The surveys illustrate the extent to which the highest tier of the workplace market is “impervious” to woes on the decrease finish, as CBRE phrased it. (The information from each corporations embrace each new leases and renewals.)
Tucked into CBRE’s survey of Manhattan workplace leases signed for $100-and-up per sq. foot in 2023 — there have been 128 of them, together with two for $200-plus — was one other beautiful statistic:
Availability on the prime hall of market-driving Park Avenue was simply 9.4% at yr’s finish, in contrast with general Manhattan availability of 20%.
What little house stays accessible on the boulevard goes quick.
As we just lately reported, PJT Companions expanded at SL Inexperienced’s 280 Park Ave. and Stonepeak Companions signed at SLG’s 245 Park.
In the meantime, JLL studies the next quantity than CBRE within the “$100-plus membership” — an superior 191 offers (its pattern consists of some laboratory and bio-medical leases).

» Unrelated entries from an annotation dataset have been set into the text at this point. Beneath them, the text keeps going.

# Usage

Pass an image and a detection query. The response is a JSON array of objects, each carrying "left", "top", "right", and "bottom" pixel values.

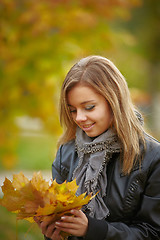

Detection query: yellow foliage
[{"left": 0, "top": 172, "right": 93, "bottom": 239}]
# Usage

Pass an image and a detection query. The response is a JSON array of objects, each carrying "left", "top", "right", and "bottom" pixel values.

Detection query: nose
[{"left": 75, "top": 110, "right": 87, "bottom": 122}]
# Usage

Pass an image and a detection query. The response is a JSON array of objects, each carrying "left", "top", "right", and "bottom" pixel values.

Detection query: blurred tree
[
  {"left": 123, "top": 0, "right": 160, "bottom": 133},
  {"left": 0, "top": 0, "right": 150, "bottom": 167}
]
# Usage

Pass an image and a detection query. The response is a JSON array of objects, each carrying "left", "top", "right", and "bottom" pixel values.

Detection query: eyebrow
[{"left": 68, "top": 100, "right": 95, "bottom": 107}]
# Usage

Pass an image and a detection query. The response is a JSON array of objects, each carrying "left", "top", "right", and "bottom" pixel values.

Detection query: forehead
[{"left": 67, "top": 84, "right": 104, "bottom": 105}]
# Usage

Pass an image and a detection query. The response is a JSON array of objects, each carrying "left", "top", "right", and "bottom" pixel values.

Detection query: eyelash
[{"left": 70, "top": 105, "right": 95, "bottom": 113}]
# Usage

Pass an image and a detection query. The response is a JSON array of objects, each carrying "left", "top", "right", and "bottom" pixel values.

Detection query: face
[{"left": 67, "top": 84, "right": 112, "bottom": 137}]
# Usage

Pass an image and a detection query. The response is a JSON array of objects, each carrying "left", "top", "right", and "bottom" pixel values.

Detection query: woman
[{"left": 39, "top": 56, "right": 160, "bottom": 240}]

The report by a JLL staff led by Cynthia Wasserberger famous that Aby Rosen’s Seagram Constructing at 375 Park Ave. had a dozen transactions at $100 or extra, essentially the most in a single constructing.
Areas with essentially the most sq. ft leased at a minimal of $100 per sq. foot had been 350 Park Ave. (485,460 sq. ft); 20 Hudson Yards (432,085 sf); 280 Park Ave. (398,535 sf); and 550 Madison Ave. (303,543 sf).
Wasserberger mentioned, “Whereas many tenants targeted on right-sizing operations over the previous few years, 2023 was all about development and enlargement amongst bigger occupants.”
“Tenants within the 10 largest top-tier transactions all expanded and grew appreciably of their new commitments,” she mentioned.”
It is perhaps one other few weeks earlier than all of the year-end lease signings come to mild. However one main tenant that expanded was DoorDash, which inked a direct lease for 115,382 sq. ft at 200 Fifth Ave. on Dec. 23. The constructing is owned by a three way partnership of Boston Properties and J.P. Morgan World Alternate options.
The deal marks important development for the on-line meals supply platform, which beforehand occupied solely half as a lot house underneath a sublease.
The now fully-leased, 860,000 square-foot, modernized prewar tower is dwelling to Tiffany’s world headquarters amongst different A-list workplace tenants, however is finest identified to the general public as dwelling to Eataly’s Manhattan flagship retailer.